Scientists at Stellenbosch University, including Tulio Oliveira, announced to the world on November 25, 2021, that as early as six weeks before, Oliveira's team had a vague "feeling" about the highest degree of mutation at the end of November, the Omicron variant. They quickly carried out a large amount of DNA sequencing for new cases, and quickly determined the Omicron mutation.

 

Thanks to the rapid identification of the mutation, a series of researches around Omicron were quickly launched after November, such as the infectivity, toxicity of the strain, and the sensitivity to existing vaccines.

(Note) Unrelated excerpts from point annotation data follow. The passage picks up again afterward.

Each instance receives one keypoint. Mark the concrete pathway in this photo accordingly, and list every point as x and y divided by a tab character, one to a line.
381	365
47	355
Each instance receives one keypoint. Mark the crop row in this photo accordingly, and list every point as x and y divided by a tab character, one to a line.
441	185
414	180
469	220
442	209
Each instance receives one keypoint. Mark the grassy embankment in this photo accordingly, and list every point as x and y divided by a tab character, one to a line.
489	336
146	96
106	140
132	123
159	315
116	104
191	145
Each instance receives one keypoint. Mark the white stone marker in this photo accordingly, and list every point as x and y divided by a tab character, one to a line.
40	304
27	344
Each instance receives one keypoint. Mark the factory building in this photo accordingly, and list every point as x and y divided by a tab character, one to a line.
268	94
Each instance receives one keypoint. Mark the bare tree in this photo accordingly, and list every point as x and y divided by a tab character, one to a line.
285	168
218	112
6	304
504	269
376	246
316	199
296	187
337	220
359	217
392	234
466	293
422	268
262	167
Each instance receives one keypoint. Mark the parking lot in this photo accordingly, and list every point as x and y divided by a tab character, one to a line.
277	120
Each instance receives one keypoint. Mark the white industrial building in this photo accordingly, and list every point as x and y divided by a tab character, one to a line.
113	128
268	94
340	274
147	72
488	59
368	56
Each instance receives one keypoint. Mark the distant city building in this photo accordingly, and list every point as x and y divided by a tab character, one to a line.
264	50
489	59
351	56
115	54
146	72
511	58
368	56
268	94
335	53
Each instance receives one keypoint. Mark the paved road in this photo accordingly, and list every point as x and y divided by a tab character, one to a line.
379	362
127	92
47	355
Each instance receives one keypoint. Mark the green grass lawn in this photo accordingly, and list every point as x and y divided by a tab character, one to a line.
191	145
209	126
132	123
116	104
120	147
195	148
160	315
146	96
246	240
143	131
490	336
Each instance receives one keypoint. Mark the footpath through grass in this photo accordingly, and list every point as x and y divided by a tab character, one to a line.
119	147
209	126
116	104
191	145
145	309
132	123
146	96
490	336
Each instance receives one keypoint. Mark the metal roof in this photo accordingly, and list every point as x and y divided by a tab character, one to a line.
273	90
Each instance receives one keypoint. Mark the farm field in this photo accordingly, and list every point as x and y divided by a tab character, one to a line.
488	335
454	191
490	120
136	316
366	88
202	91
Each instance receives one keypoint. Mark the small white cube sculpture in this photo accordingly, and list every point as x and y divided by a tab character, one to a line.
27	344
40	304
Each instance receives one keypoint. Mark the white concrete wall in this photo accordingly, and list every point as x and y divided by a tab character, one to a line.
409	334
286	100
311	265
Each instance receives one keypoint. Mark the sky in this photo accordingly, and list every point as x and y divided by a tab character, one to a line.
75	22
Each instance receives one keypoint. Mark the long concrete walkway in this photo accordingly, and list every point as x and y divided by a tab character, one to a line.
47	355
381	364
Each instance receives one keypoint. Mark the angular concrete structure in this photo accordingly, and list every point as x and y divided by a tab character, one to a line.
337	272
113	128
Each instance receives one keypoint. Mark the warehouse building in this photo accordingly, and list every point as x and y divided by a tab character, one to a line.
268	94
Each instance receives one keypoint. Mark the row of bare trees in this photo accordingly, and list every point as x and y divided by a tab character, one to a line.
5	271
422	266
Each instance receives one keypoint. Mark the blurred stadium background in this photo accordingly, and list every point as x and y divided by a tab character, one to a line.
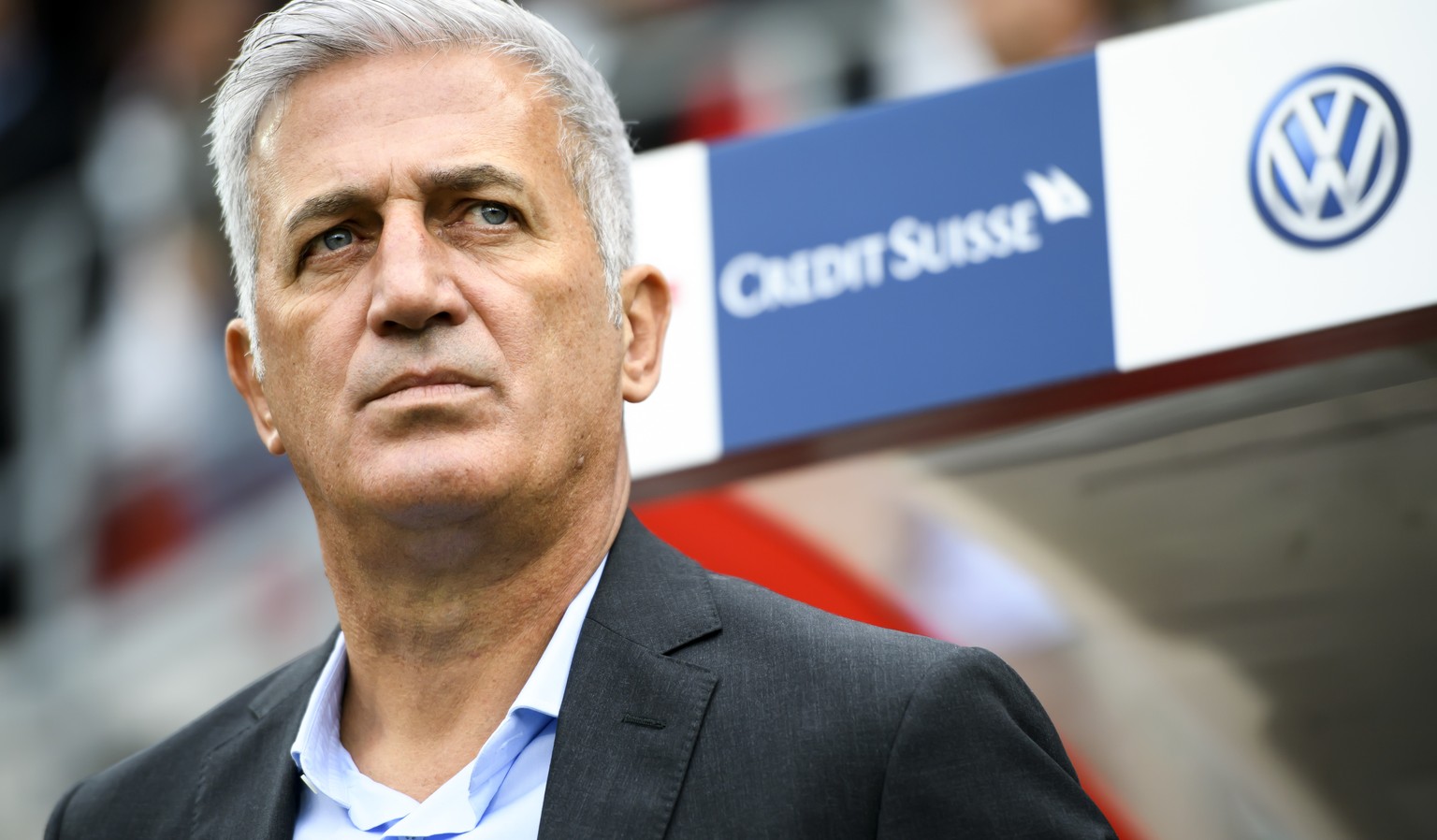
1222	593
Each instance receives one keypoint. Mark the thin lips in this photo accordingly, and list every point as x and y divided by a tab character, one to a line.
421	380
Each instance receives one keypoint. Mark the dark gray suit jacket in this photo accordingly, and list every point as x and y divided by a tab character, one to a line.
697	707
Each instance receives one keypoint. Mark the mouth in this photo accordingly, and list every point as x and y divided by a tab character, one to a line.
418	386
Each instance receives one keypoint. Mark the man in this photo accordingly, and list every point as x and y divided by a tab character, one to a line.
428	209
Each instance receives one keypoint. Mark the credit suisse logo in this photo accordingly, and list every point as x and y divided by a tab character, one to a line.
1329	157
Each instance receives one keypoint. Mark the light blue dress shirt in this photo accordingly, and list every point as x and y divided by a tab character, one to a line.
498	796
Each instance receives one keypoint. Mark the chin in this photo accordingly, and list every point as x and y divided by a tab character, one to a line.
430	490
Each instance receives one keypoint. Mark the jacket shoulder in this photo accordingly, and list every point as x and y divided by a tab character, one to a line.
158	783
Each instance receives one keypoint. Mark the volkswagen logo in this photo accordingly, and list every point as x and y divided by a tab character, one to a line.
1329	157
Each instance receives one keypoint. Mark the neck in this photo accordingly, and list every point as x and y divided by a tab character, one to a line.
443	627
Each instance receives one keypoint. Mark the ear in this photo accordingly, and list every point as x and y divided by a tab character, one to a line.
646	322
238	354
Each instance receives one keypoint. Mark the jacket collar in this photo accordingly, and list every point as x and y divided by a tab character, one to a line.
627	725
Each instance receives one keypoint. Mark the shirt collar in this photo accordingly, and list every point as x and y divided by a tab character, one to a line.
327	769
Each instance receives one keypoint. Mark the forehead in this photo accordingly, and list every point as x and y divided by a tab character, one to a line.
380	123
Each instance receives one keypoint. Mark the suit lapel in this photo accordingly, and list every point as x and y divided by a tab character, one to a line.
631	714
249	786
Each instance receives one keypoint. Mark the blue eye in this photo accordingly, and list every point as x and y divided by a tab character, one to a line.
337	239
493	212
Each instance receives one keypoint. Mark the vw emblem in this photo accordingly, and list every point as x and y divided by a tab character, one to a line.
1329	157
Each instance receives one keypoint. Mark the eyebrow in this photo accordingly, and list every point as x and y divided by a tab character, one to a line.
471	179
450	180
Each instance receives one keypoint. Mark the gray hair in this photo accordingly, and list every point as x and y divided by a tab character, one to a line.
310	35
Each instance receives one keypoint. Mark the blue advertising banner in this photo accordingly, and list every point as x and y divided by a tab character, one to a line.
911	256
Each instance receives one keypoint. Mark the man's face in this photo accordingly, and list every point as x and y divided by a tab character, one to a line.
430	299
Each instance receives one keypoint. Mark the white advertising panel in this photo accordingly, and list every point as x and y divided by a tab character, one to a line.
1262	174
678	426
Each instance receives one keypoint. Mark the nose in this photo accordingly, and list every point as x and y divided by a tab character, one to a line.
413	286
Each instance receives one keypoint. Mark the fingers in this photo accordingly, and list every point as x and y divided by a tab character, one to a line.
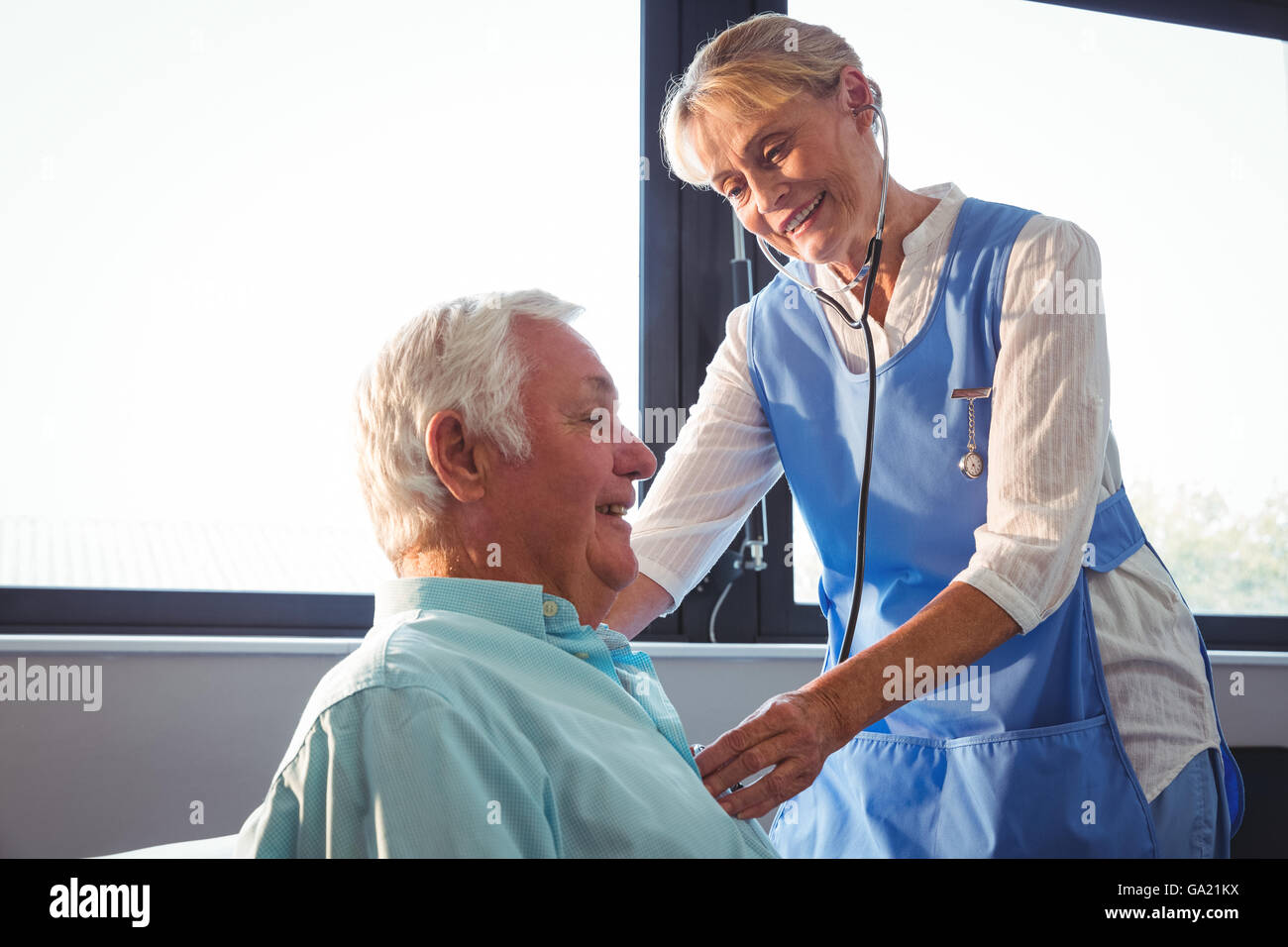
768	753
764	795
732	745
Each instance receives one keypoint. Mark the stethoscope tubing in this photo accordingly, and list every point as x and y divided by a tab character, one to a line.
870	266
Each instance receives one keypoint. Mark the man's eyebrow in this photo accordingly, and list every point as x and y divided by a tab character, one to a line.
600	385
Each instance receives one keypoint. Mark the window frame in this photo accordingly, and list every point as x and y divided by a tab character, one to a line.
686	292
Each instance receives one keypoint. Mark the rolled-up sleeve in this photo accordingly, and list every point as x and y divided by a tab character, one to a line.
1050	423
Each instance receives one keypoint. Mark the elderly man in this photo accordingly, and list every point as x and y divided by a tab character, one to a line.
488	711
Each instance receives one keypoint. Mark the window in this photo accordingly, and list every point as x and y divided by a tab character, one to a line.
214	215
1167	145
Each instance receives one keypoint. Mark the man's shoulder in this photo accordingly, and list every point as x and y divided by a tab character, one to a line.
421	647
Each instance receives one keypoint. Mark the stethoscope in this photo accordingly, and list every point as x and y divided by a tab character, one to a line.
870	265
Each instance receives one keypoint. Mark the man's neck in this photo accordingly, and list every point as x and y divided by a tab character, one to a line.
452	564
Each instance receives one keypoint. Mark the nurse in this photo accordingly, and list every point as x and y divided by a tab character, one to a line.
1025	678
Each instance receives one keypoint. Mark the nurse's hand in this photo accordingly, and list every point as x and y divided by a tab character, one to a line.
794	733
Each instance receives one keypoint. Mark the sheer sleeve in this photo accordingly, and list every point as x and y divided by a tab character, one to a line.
720	466
1050	424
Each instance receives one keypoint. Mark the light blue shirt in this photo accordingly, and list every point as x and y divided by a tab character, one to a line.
482	719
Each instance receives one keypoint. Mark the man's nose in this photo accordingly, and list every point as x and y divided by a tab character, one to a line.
634	458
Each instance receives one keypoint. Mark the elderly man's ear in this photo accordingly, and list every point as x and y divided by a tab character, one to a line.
460	460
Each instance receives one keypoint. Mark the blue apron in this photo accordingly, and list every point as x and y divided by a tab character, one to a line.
1019	754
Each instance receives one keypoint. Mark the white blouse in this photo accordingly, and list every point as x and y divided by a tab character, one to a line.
1051	459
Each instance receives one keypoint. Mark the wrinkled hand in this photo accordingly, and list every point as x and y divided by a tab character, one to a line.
794	733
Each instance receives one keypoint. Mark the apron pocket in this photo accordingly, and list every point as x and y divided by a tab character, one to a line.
1052	791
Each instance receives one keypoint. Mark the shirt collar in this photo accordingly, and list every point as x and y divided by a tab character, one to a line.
944	214
515	604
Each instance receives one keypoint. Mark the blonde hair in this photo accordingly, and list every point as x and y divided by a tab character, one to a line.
750	68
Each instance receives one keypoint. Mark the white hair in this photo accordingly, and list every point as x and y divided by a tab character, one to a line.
458	356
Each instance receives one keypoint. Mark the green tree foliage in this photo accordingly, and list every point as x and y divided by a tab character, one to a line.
1223	562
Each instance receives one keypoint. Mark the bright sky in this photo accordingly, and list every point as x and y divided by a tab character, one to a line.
1168	146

At the same time, a series of policies such as travel bans and vaccination principles were also quickly promulgated. On the road to epidemic prevention, people have gradually shifted from "passive epidemic prevention" to "real-time follow-up."

 

Scientists do not stop, but hope to "take the initiative to attack", predict the next step of the virus from a large amount of data, and prevent new threats from emerging.

 

Although DNA sequencing is now very "affordable", for global samples, there will still be a high cost. Therefore, Oliveira proposed to give priority to the samples of areas with a sudden increase in infection rates, analyze them in a targeted manner, and call it "non-linear sequencing". At present, the sequencing technology, sequencing equipment, and sequencing level around the world are uneven, which also brings challenges to non-linear sequencing. For example, Peru's sequencing technology is niche, and the sequencing discovery of the Lambda variant was too late, leading to the Lambda epidemic in Peru being unstoppable.The prediction of viruses is also reflected in influenza viruses. Every year, scientists select the strains of influenza that are likely to dominate in the future and design vaccines based on this. However, the accuracy of current predictions is relatively low.

Sequencing can tell us how viruses have mutated in the past. Currently, it is not possible to accurately determine how viruses will evolve in the future. However, at least real-time tracking has provided the world with an "early warning," preventing a variant from becoming a "spark" that turns into a "raging fire."